O Museu Laura Guimarães organiza mostras de cinema e saraus que
acontecem no auditório e no quintal, entre as árvores frutíferas, a nascente e
o café. Também organiza visitas guiadas pelos becos que inspiraram a pintora, e
até caminhadas pelas rotas percorridas por Maria Imaculada. Uma pequena loja
foi instalada perto do café, vende artesanatos vilabelenses. Nas escolas da
região são realizados concursos para escolher crianças que são treinadas para
guiar os turistas pelo museu, contando a história da pintora, da cidade e do
Casarão.
Intelectuais,
estudantes, professores, curiosos e diletantes, que iam à Vila Bela para
visitar a pintora; passaram a ir à cidade para visitar o Museu Laura Guimarães.
Um ensaísta escreveu sobre Maria Imaculada, a quem definiu como a mulher do
subsolo. Artesãos, doceiras e comerciantes se beneficiaram com a criação do
museu. Vila Bela tinha o casario dos tempos da mineração, é cercada por serras
e banhada por águas cristalinas. Faltava uma atração cultural para firmar a
cidade como destino turístico. O Museu Laura Guimarães resolveu o problema.
Vila Bela virou marca de café e de cervejas artesanais.
Maria Imaculada e Laura Guimarães não foram totalmente aceitas pelos
vilabelenses, nem depois de mortas, mas passaram a ser toleradas. A pintora e a
bordadeira viraram imãs de geladeira, chaveiros e até bonecas de pano que
turistas adquirem como recordação de Vila Bela. O local em que Maria dormia foi
sinalizado com uma boneca de pano. No quintal, perto do café, foi colocada uma
escultura que representa a pintora.
Laura Guimarães e Maria Imaculada trocavam poucas palavras, se
comunicavam por olhares. Mas naquela tarde foi diferente. Quando a bordadeira
atravessou o Casarão, a pintora pediu um favor. Queria acompanhá-la pela
cidade. Maria assentiu balançando a cabeça. Laura agradeceu.
No dia seguinte saíram cedo. Passaram na Rua do Comércio e no
Correio. No caminho para o Mercado Municipal, encontraram um grupo de crianças.
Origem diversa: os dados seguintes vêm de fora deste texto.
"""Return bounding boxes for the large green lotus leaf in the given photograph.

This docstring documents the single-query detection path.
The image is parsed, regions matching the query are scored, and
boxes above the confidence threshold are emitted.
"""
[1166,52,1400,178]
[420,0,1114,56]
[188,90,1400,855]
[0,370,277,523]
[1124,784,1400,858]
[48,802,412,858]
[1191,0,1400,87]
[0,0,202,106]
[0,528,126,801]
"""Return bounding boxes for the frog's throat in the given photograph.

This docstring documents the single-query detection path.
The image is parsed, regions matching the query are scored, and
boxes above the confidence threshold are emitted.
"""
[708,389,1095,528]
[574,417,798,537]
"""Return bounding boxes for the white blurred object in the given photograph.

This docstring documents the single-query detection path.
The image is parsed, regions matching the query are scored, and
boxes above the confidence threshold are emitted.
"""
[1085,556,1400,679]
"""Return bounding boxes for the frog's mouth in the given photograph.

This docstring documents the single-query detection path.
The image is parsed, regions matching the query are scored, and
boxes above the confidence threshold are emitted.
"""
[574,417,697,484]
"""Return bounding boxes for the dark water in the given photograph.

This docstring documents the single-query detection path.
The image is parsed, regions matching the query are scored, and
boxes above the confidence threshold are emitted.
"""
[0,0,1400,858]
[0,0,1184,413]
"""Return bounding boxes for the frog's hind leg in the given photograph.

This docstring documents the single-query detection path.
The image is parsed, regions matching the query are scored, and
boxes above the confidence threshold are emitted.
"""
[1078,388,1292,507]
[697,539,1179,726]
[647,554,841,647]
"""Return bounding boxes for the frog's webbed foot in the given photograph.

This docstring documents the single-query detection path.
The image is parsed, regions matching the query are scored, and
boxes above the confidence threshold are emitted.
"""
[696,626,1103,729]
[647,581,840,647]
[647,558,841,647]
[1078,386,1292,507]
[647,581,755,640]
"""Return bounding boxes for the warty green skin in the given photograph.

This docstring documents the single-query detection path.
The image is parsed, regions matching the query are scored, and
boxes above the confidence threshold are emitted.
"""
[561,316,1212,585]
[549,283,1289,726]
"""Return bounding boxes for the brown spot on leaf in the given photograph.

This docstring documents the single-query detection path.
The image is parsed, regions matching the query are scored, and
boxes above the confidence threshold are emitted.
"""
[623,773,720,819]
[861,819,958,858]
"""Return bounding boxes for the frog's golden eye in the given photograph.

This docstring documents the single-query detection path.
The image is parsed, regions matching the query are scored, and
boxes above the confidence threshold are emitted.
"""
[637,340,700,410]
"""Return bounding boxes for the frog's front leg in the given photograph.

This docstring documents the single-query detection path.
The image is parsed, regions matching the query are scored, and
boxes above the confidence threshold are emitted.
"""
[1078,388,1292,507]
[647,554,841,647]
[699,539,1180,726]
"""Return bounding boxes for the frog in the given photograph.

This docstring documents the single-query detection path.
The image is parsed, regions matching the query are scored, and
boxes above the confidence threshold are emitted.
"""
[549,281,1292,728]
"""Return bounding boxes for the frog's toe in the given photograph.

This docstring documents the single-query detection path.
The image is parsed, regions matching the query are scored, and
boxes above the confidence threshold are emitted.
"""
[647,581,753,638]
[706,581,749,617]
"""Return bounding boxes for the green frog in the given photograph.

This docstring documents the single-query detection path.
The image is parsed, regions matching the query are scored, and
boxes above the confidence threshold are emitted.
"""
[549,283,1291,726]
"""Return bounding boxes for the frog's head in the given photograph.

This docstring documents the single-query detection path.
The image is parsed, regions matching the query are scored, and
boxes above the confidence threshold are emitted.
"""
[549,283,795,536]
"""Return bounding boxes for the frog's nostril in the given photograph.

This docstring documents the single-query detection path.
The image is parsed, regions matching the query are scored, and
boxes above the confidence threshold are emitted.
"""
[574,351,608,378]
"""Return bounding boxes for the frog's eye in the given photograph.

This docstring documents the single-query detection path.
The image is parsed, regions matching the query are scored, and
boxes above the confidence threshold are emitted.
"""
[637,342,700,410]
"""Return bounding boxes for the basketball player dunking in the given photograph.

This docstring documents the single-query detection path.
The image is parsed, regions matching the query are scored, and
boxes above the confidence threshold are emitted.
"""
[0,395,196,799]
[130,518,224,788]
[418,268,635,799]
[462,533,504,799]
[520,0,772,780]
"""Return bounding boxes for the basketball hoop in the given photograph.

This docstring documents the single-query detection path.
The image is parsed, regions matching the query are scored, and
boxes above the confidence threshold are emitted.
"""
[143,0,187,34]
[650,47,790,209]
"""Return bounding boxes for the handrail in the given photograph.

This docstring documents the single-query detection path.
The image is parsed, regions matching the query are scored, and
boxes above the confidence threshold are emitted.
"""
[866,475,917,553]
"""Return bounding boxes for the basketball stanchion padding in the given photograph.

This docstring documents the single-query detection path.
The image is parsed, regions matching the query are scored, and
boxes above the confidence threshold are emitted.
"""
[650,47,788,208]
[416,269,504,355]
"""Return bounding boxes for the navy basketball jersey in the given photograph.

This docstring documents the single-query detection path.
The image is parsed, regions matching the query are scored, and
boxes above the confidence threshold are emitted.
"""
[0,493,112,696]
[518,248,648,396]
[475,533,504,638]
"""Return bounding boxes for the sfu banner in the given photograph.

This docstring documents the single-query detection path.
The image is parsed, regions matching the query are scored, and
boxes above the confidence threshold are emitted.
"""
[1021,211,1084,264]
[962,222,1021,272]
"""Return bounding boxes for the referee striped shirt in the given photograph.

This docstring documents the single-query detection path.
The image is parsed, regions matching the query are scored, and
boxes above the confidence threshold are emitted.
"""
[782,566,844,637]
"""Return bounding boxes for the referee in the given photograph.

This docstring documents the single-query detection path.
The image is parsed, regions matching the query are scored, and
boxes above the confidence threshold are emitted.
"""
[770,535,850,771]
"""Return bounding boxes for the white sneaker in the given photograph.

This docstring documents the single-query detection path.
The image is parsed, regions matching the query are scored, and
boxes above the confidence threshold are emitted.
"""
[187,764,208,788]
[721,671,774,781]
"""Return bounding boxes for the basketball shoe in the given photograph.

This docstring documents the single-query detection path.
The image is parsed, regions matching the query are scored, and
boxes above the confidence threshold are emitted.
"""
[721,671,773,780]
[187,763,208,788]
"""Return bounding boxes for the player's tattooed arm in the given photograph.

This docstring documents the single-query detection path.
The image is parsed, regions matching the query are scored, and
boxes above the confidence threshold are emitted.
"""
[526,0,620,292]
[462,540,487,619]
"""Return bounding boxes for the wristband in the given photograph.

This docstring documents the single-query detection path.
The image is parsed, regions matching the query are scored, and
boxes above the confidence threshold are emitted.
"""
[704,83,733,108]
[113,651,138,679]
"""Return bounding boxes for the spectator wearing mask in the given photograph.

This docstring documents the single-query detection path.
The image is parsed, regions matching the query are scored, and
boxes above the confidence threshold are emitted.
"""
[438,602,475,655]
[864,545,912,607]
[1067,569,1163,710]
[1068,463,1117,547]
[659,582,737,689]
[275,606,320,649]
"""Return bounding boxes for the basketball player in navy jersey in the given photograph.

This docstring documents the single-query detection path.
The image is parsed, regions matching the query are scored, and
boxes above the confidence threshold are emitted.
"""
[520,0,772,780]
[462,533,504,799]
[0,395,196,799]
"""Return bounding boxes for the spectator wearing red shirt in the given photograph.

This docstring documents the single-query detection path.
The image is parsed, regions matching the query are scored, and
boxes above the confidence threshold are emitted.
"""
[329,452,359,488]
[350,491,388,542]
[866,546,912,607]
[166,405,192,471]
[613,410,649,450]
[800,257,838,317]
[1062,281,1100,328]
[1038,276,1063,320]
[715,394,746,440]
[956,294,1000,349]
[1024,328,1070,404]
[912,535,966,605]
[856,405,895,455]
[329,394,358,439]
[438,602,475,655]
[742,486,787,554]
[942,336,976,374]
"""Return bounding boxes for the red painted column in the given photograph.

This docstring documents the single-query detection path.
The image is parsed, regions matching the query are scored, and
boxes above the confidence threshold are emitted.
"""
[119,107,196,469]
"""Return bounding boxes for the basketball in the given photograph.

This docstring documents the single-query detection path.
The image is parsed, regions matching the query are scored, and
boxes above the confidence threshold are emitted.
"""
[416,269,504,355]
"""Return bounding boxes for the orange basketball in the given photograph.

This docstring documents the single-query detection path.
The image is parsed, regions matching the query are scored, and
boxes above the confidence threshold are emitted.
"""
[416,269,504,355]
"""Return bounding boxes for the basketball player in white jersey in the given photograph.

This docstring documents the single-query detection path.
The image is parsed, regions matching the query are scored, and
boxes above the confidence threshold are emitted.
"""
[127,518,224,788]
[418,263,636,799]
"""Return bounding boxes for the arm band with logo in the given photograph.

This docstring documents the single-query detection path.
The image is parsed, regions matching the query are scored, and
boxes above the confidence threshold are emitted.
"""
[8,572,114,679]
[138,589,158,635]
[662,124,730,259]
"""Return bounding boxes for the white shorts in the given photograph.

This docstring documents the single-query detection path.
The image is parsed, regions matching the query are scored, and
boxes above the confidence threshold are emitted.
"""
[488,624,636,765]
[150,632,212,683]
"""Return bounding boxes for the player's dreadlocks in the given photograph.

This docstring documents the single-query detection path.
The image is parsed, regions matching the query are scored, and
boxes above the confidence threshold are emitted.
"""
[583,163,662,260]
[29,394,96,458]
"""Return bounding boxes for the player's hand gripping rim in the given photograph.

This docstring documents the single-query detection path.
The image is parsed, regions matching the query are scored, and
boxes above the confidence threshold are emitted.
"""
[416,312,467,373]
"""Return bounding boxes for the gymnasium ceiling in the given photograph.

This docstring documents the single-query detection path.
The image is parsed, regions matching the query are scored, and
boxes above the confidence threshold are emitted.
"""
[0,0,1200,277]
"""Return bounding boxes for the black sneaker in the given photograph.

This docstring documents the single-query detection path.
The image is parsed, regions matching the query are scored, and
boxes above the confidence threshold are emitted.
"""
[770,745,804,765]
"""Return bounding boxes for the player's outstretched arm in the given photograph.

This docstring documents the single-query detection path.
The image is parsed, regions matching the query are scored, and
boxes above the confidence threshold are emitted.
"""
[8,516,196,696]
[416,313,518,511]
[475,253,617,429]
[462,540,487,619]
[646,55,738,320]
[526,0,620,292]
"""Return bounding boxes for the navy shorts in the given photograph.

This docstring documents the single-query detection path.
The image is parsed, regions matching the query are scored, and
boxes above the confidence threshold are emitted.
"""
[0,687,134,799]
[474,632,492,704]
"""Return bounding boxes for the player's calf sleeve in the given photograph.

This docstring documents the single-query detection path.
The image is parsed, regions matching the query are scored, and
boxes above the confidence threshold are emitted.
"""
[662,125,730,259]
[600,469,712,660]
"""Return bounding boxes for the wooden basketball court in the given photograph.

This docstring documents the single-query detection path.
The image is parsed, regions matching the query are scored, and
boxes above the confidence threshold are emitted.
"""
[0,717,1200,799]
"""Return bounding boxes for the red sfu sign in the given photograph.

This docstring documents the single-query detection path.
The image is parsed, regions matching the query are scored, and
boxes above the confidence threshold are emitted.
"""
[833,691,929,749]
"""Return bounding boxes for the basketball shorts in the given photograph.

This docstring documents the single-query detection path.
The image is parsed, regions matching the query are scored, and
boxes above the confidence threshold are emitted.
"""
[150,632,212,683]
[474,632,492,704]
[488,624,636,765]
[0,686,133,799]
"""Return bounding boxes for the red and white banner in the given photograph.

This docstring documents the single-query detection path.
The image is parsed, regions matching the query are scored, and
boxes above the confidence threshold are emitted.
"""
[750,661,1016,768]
A pintora encarou uma por uma, e naquele dia elas não fizeram chacota com a
bordadeira. No meio da manhã, pararam na casa de uma cliente para entregar
bordados. Conversaram e beberam café. Ao sair, Maria perguntou se Laura queria
conhecer um lugar especial.
Percorreram a avenida que leva à estrada. Caminharam mais um
pouco. O sol estava forte. Entraram por uma trilha discreta e estreita. A
sombra das árvores refrescou as mulheres. Poucos metros à frente encontraram
quedas d’água e piscinas naturais. Laura Guimarães não suspeitava que, um pouco
acima de Vila Bela, o Rio Claro formava paisagens tão deslumbrantes. Perguntou
se Maria Imaculada conhecia o local há muito tempo. A bordadeira assentiu
balançando a cabeça. Banharam-se. Contemplaram o cair da tarde e o pôr do sol.
Retornaram no começo da noite. Tinham os cabelos molhados.